Still here? Then you're ready my friend. First, prepare before you arrive: rule #1 – come hungry even if it means skipping a couple of meals prior. You'll also want to bring your own napkins and possibly a change of clothing (definitely needed in the summer) as you'll sweat enough to fill your own bowl of pork broth. Finally, tie your hachimaki tight and get in line (and there's always a line) with the other sadists ready for their servings of rich, fatty torment.  

Once at the ticket machine, choose wisely and make sure you know what the buttons mean. There are only a few choices: small or large with varying degrees of pork. But if you're a Jiro virgin, do yourself a favor and get the small with pork (don't push the double pork button – you'll regret it). No one will judge you for it – the Ramen Jiro crowd is a supportive one and the veterans know that the smart ones always choose the small bowl. Once a seat opens up, you'll be up close and personal with the legendary Yamada-san, who opened the original Ramen Jiro in 1968 and still shows up every day to lord over bubbling vats of fatty pork broth.
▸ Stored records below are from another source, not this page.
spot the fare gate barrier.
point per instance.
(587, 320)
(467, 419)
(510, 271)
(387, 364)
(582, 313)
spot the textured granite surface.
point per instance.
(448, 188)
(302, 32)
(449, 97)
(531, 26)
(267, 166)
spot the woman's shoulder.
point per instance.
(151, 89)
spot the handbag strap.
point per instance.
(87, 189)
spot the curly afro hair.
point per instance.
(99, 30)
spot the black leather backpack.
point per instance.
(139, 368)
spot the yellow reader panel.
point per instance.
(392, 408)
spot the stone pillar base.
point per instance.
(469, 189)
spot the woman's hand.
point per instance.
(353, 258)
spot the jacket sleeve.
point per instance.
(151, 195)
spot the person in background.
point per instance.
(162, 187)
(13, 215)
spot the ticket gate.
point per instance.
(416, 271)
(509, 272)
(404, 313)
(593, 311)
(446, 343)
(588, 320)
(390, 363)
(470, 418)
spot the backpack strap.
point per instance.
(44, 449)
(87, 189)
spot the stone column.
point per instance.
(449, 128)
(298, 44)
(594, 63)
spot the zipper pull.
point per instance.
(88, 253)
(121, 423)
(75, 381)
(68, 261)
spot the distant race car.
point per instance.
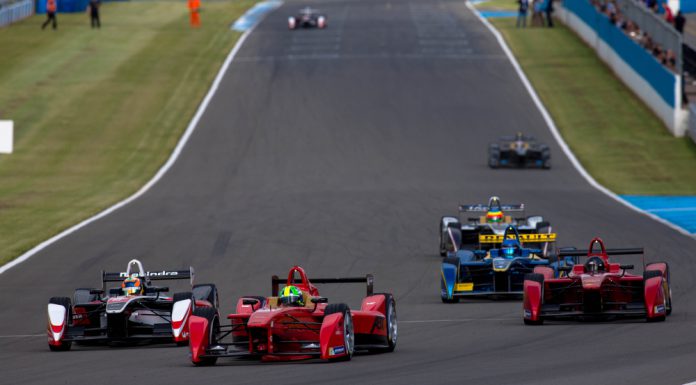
(307, 18)
(490, 219)
(497, 272)
(597, 289)
(266, 329)
(93, 317)
(519, 151)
The space is tight with all seats facing Yamada and steam from the massive pots of broth and noodles will give you a nice facial steam bath (incredibly pleasant in the humid summer).  

You'll know whether you’re going to survive the Ramen Jiro challenge in the first few bites of the thick, chewy noodles and slurps of the fatty, lard-based pork broth. You'll have good days and bad days. On the good days, you'll get to the bottom of the bowl and win cheers from the other patrons and even a congratulatory "arigato" from the man himself. On bad days, you'll barely make a dent in your small bowl, feel nauseous and be in desperate need of a bathroom. But even on those bad days, you'll wake up in the middle of the night, craving more and wanting to redeem yourself.  

Whatever the outcome, don't be too hard on yourself. Whether you win or fail, you have now been initiated into the Ramen Jiro cult and have lived to tell the tale.